For a function to begin to qualify as differentiable, it would need to be continuous, and to that end you would require that [tex]a[/tex] is such that
[tex]\displaystyle\lim_{x\to0^-}g(x)=\lim_{x\to0^+}g(x)\iff\lim_{x\to0}ax=\lim_{x\to0}x^2-3x[/tex]
Obviously, both limits are 0, so [tex]g[/tex] is indeed continuous at [tex]x=0[/tex].
Now, for [tex]g[/tex] to be differentiable everywhere, its derivative [tex]g'[/tex] must be continuous over its domain.

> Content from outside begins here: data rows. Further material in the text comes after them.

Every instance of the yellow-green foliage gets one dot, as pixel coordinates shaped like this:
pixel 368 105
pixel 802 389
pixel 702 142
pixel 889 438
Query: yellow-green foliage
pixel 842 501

So take the derivative, noting that we can't really say anything about the endpoints of the given intervals:
[tex]g'(x)=\begin{cases}a&\text{for }x<0\\2x-3&\text{for }x>0\end{cases}[/tex]
and at this time, we don't know what's going on at [tex]x=0[/tex], so we omit that case. We want [tex]g'[/tex] to be continuous, so we require that
[tex]\displaystyle\lim_{x\to0^-}g'(x)=\lim_{x\to0^+}g'(x)\iff\lim_{x\to0}a=\lim_{x\to0}2x-3[/tex]
from which it follows that [tex]a=-3[/tex].